Milly and Jared looked at each other. How had they not had this conversation with Sister Ellen? They looked at Sister Ellen.
“Mateo,” Sister Ellen said, “we had this talk, remember? We don’t know who your dad was. And your mom died when you were a little baby. She was very sick.”
“I think probably she just got lost in the city and she’s better by now and you just need to look for her,” he said with startling confidence.
Milly took Jared’s hand and squeezed it. She hadn’t considered how hard this was going to be. Sister Ellen got up and went and knelt by Mateo and took his hand.
“Sweetie,” she said, “your mom is really gone. She died. She can’t come back.”
“Nuh-uh, I don’t think that—” he began in an eminently reasonable voice. Then Milly felt a knife twist in her stomach as she watched his face suddenly contort and he erupted into sobs. “That doesn’t make sense,” he bawled. “That doesn’t make sense. She’s just lost.”
“Oh, baby,” Sister Ellen said. She took him in his arms, where he continued sobbing in her neck — a wild, bewildered sobbing. Milly wept and Jared put his arm around her. The four of them stayed like this for at least a full minute before Ellen mouthed to them, “I’ll call you,” and they slipped away.
Milly cried two blocks on, Jared’s arm around her. Finally she wiped away her tears and laughed. “So much for that!”
“Give it time,” Jared said.
Sister Ellen called them later and said to forget the conversation and to keep coming as usual on Saturdays. Mateo knew it was an option and he would either come around or not, and she didn’t want him to ever feel she was pushing him out of the house.
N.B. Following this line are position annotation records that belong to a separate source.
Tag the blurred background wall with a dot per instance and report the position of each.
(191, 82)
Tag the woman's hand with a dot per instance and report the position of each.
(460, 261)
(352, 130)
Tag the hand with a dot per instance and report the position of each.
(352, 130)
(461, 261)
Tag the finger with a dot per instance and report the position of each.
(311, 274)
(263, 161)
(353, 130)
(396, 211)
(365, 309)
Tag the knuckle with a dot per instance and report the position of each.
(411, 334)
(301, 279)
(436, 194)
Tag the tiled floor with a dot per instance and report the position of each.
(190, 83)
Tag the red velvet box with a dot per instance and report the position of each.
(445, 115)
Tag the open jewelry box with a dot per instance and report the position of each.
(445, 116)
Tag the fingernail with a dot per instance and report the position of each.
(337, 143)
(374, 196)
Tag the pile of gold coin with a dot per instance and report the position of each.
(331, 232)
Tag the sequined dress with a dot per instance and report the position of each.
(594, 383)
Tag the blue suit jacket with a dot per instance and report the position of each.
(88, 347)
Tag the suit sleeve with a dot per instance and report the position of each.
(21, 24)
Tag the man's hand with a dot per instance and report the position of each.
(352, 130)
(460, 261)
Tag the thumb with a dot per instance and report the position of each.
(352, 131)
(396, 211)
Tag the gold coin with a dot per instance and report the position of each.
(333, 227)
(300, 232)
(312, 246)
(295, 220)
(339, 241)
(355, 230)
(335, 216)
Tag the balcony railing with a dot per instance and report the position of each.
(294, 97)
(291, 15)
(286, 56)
When they went back the next three Saturdays, Mateo wasn’t there — he didn’t want to participate. For the first time, he had chosen to go off with the group that went to the playground Saturday mornings and played basketball and such. This killed Milly, weighing heavily on her all the intervening weekdays.
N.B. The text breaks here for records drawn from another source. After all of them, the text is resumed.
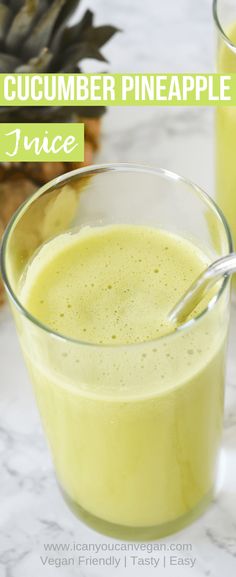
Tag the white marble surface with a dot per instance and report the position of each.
(158, 35)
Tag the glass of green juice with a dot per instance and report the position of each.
(224, 14)
(131, 405)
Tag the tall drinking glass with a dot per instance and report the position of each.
(224, 13)
(134, 430)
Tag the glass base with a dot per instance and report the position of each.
(138, 533)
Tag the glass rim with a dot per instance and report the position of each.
(99, 169)
(220, 28)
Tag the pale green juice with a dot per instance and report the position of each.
(135, 430)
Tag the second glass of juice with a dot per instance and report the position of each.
(224, 13)
(132, 407)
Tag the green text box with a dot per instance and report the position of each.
(117, 89)
(63, 142)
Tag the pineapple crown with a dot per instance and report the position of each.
(35, 37)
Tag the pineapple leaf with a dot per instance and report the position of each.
(69, 36)
(79, 52)
(8, 63)
(43, 29)
(67, 11)
(15, 4)
(100, 35)
(5, 19)
(39, 63)
(22, 24)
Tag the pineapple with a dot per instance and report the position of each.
(35, 37)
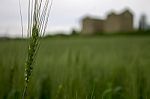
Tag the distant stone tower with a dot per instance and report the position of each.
(114, 23)
(119, 22)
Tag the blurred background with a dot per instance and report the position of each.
(92, 49)
(67, 14)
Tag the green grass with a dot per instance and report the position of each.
(78, 68)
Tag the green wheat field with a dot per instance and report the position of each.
(99, 67)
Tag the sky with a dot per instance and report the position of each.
(67, 14)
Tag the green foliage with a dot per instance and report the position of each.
(78, 68)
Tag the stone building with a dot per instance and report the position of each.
(122, 22)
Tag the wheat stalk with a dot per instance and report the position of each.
(38, 13)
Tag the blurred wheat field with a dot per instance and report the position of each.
(79, 68)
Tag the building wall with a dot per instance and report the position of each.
(114, 23)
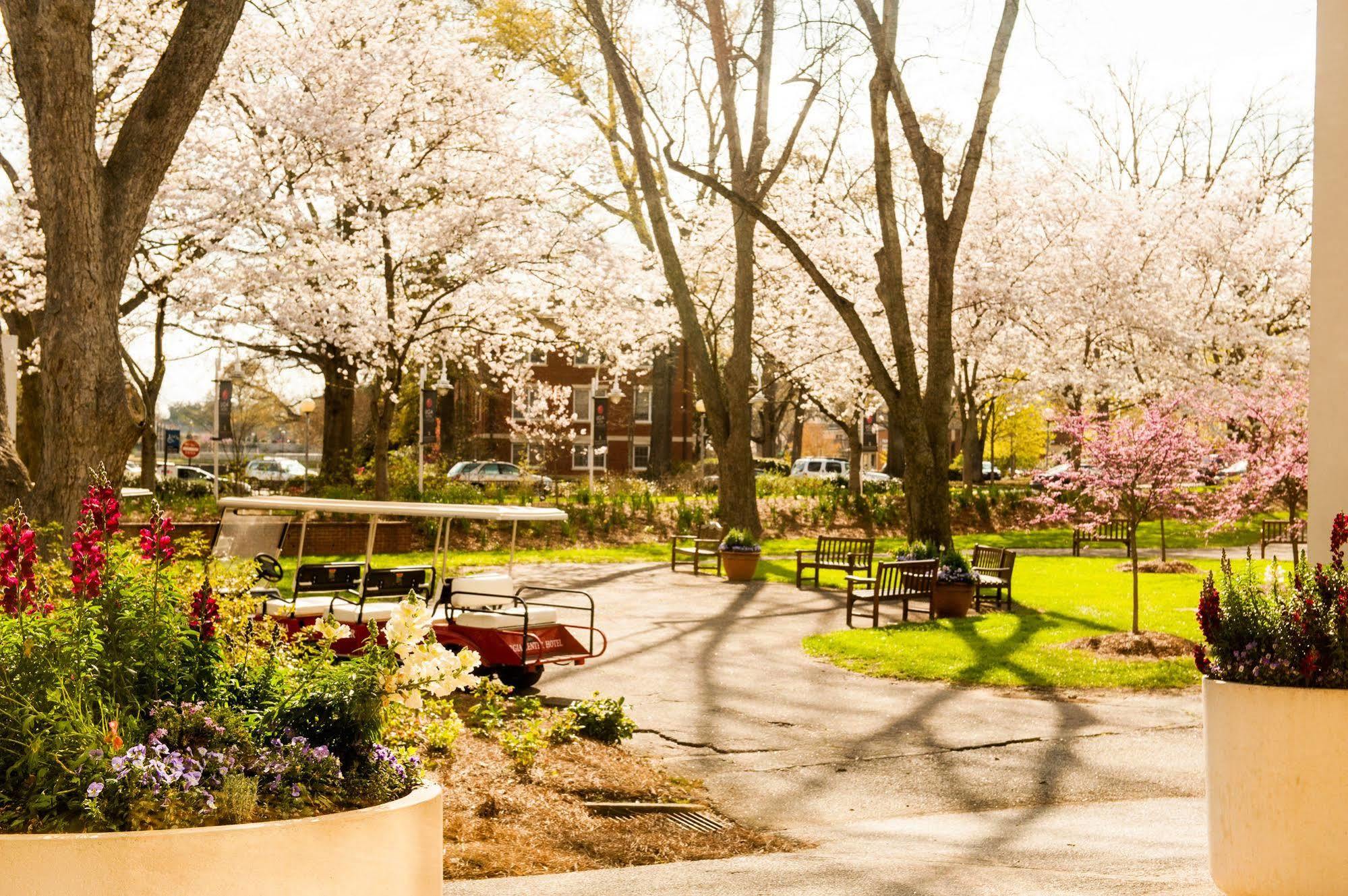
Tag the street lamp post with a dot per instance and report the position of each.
(700, 407)
(306, 407)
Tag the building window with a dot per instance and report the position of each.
(581, 403)
(580, 457)
(642, 406)
(519, 409)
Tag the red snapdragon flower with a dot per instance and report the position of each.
(18, 556)
(100, 514)
(156, 539)
(204, 612)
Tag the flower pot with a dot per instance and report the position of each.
(952, 600)
(395, 848)
(739, 565)
(1277, 794)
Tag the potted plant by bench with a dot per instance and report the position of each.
(1276, 719)
(952, 596)
(186, 747)
(739, 556)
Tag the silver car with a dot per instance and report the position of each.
(484, 473)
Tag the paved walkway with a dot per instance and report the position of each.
(905, 787)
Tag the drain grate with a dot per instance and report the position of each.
(691, 816)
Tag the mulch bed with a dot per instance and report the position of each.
(1126, 646)
(500, 825)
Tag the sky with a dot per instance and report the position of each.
(1059, 62)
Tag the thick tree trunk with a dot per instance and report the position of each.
(13, 476)
(662, 411)
(92, 212)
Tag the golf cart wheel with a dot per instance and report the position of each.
(518, 677)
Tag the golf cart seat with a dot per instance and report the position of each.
(506, 619)
(355, 612)
(299, 608)
(481, 592)
(328, 578)
(398, 581)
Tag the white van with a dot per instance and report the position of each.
(820, 468)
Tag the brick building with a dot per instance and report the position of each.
(631, 419)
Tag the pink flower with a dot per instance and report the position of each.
(18, 556)
(155, 539)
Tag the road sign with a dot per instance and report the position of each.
(428, 425)
(600, 422)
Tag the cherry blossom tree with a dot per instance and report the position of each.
(92, 208)
(1134, 468)
(1268, 431)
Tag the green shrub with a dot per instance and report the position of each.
(603, 719)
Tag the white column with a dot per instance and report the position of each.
(1330, 280)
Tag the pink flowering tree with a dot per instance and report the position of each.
(1268, 430)
(1133, 468)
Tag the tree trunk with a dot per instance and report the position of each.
(384, 407)
(148, 457)
(662, 411)
(797, 431)
(1133, 550)
(972, 450)
(445, 411)
(854, 456)
(92, 212)
(13, 476)
(337, 462)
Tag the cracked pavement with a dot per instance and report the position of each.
(905, 787)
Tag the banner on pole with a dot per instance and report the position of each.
(224, 402)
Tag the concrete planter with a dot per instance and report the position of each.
(740, 565)
(1277, 794)
(952, 600)
(395, 848)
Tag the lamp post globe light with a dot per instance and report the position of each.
(306, 407)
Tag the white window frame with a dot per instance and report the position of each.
(581, 407)
(637, 405)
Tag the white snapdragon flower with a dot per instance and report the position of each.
(330, 630)
(409, 626)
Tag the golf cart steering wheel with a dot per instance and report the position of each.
(268, 568)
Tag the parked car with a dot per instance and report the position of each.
(272, 471)
(484, 473)
(820, 468)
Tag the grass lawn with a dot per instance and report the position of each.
(1060, 599)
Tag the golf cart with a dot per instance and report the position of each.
(515, 628)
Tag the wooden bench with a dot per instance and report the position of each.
(901, 581)
(700, 550)
(993, 566)
(1281, 533)
(1111, 531)
(831, 553)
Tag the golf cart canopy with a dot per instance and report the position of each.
(498, 512)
“He doesn’t want us,” she told Drew over the phone.
“He’s mourning his mother,” Drew told her. “It’s not about you.”
By late February, Mateo had come back to the art group—“He’s an artist, not a basketball player, and it finally caught up to him,” Sister Ellen said, chuckling — but made it clear to Ellen he really just wanted to do his own thing and not be bothered by Milly and Jared. Milly went alone, Jared busy with other commitments, and those weeks when she did not allow herself more than an unreturned smile, hello, and good-bye to Mateo and otherwise pretended he wasn’t there were excruciating. How strange that she had ended up staking her happiness on a five-year-old boy’s acceptance! With no other choice, and feeling slightly traitorous, she opened herself up more to the straightforward enthusiasm and affection of Tranell, the Mariano Rivera freak, whose warmth was, frankly, a balm to her. Tranell was sweet but he was no Mateo, especially when he insisted on drawing the same bad drawings of Rivera over and over again, with only minor variations in athletic stance or facial expression.
“He asked about you this week,” Sister Ellen told her when she came the following Saturday. “He asked if you’d be coming.”
“I don’t believe you,” Milly said dourly.